Editorial Documentation and Evidence
For this page, the journal treats documentation as an essential part of quality assurance. Relevant records may include submission files, author declarations, reviewer reports, editorial notes, revised manuscripts, proof corrections, metadata changes, correspondence, permissions, similarity reports where used, production files, DOI information where applicable, and post-publication notices. Documentation helps the editorial board explain decisions, respond to queries, maintain continuity when editors change, and protect the accuracy of the scholarly record.
Authors should therefore provide clear and complete information at the time of submission. Where a manuscript involves translations, archival material, fieldwork, interviews, human participants, institutional data, religious citations, legal claims, or sensitive contemporary issues, the journal may request additional evidence. Such requests are not intended to burden authors unnecessarily; they are part of responsible scholarly verification and are consistent with international publication practice.
Communication and Transparency
Official communication should normally take place through the journal submission system or through authorized editorial email. Authors should not rely on informal messages, third-party promises, or personal contacts as substitutes for the editorial record. Editors should communicate decisions clearly, identify required revisions, and distinguish between mandatory changes and recommendations where possible. Reviewers should write comments in a professional tone and should support criticism with academic reasons.
Transparency does not mean that every confidential editorial detail can be disclosed. Reviewer identities, internal deliberations, and confidential allegations may need protection. However, the journal should be able to explain the procedural basis of decisions and should provide authors with appropriate information about revision requirements, rejection reasons, correction procedures, and appeal routes.
Application to Islamic Studies
Because the journal works in Islamic Studies and related fields, the application of this page requires special care in the use of primary texts, religious terminology, sectarian or legal classifications, historical claims, and translations. Authors should avoid presenting contested interpretations as undisputed fact unless the evidence supports that claim. They should identify schools of thought, historical periods, editions, narrations, and scholarly positions accurately and respectfully.

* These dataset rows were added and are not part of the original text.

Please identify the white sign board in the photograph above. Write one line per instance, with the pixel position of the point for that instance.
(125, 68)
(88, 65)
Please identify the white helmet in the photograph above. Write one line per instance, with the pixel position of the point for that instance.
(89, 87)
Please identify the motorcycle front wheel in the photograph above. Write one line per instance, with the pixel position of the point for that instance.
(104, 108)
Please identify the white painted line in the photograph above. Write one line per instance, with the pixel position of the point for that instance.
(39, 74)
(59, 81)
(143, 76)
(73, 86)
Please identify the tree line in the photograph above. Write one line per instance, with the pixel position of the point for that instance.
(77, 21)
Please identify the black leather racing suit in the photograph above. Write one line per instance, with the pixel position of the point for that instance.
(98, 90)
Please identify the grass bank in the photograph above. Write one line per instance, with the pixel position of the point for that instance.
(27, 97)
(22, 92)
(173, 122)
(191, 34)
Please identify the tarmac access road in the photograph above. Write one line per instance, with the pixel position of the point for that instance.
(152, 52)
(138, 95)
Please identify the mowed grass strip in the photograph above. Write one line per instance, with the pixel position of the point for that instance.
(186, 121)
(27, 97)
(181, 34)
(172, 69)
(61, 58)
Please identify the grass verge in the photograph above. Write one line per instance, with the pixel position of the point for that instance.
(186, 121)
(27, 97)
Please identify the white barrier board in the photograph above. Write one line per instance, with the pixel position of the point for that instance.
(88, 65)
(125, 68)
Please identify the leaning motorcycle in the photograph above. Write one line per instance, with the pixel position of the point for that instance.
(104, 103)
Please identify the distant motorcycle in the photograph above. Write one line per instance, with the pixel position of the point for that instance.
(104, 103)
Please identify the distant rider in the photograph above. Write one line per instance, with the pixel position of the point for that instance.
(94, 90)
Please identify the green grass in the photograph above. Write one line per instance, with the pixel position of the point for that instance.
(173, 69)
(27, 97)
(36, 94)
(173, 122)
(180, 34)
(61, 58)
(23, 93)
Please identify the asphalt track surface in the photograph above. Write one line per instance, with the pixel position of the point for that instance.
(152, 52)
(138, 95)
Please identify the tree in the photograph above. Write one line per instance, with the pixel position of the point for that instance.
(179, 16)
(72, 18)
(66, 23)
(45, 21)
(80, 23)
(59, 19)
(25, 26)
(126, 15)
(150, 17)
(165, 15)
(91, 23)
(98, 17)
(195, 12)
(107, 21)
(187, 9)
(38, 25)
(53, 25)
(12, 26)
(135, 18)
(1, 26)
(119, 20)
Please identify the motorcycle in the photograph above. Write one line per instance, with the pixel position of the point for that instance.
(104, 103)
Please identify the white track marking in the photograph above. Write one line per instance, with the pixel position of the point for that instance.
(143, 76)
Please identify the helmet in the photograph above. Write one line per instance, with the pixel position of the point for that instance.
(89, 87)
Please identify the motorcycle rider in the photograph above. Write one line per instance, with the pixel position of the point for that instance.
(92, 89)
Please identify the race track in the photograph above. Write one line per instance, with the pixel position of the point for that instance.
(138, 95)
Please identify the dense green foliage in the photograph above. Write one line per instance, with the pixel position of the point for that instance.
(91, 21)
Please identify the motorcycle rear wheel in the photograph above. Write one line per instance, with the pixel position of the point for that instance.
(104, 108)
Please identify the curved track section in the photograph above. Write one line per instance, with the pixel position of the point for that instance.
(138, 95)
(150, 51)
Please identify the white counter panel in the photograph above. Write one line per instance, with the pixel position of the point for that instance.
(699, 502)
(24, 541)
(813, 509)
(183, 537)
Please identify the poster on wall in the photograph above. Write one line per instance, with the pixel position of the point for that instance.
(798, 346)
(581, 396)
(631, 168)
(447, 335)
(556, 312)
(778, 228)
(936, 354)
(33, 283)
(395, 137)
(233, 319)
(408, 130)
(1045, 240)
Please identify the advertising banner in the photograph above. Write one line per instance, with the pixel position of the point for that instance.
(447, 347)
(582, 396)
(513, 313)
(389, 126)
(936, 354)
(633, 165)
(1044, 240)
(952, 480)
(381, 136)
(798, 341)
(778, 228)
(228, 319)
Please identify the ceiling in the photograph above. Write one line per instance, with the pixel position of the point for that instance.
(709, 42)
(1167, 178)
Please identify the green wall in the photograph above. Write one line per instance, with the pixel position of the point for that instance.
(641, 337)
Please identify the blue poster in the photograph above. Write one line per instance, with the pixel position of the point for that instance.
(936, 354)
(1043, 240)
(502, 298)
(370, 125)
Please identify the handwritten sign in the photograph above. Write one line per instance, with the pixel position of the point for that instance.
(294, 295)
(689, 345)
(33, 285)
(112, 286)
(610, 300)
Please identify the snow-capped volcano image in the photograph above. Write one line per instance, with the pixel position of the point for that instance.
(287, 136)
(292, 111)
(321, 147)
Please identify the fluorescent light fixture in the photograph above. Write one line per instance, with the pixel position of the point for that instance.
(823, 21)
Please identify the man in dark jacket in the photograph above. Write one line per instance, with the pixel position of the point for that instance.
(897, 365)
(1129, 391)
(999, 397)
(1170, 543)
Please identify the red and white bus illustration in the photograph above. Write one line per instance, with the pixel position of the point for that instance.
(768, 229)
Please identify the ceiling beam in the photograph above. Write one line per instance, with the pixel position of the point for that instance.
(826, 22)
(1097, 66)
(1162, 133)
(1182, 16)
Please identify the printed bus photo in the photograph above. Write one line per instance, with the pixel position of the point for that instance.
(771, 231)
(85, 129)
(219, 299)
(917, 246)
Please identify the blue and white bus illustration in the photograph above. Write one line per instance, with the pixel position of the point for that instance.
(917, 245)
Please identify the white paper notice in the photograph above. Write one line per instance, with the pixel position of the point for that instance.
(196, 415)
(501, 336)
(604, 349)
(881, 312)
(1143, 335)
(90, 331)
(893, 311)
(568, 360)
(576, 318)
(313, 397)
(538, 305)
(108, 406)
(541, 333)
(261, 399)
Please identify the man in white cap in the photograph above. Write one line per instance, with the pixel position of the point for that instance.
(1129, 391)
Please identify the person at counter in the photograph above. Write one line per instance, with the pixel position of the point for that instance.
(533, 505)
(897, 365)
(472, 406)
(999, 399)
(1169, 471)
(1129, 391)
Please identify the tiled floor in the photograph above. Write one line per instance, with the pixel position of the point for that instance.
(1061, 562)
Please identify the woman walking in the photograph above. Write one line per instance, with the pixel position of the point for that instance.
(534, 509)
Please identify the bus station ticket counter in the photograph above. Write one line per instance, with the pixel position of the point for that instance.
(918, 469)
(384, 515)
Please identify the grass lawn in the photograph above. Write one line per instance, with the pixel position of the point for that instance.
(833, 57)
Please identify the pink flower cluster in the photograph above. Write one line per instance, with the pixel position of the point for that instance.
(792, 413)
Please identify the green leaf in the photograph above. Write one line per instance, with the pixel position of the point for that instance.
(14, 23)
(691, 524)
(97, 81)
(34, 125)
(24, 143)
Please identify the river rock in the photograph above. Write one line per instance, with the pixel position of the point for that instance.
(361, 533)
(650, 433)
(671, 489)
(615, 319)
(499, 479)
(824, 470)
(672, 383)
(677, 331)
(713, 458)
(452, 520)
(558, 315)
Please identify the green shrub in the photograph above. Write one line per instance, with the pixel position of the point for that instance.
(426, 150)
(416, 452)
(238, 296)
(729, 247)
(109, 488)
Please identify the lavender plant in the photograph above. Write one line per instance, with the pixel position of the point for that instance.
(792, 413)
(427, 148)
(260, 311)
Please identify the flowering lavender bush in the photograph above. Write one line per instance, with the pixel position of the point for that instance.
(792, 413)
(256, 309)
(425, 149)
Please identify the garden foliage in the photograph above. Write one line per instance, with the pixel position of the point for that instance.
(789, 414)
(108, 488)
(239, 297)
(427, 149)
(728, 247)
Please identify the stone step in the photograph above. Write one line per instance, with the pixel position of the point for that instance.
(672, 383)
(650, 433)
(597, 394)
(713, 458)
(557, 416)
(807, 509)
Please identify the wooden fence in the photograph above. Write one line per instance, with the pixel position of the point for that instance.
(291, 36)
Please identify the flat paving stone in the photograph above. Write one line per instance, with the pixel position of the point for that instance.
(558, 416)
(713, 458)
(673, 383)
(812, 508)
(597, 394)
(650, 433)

The journal encourages critical scholarship, but criticism should be grounded in evidence and expressed in academic language. Articles may disagree with earlier scholars, modern writers, institutions, public policies, or intellectual trends, but they should not rely on insult, exaggeration, selective quotation, or inflammatory language. This standard protects academic seriousness and supports responsible debate among scholars from different traditions and regions.
Quality Control and Periodic Review
The editorial board may review the implementation of this page periodically by examining accepted and rejected manuscripts, reviewer feedback, author queries, correction requests, indexing requirements, metadata quality, publication timelines, and reader concerns. Such review helps the journal improve consistency, reduce avoidable delays, strengthen author guidance, and maintain confidence in the journal processes.
Where this page overlaps with another policy, the policies should be read together. For example, author instructions connect with publication ethics, peer review, plagiarism, citation accuracy, research data, conflicts of interest, and corrections. Governance connects with indexing, preservation, privacy, DOI, metadata, and website terms. The goal is an integrated publishing framework rather than isolated statements.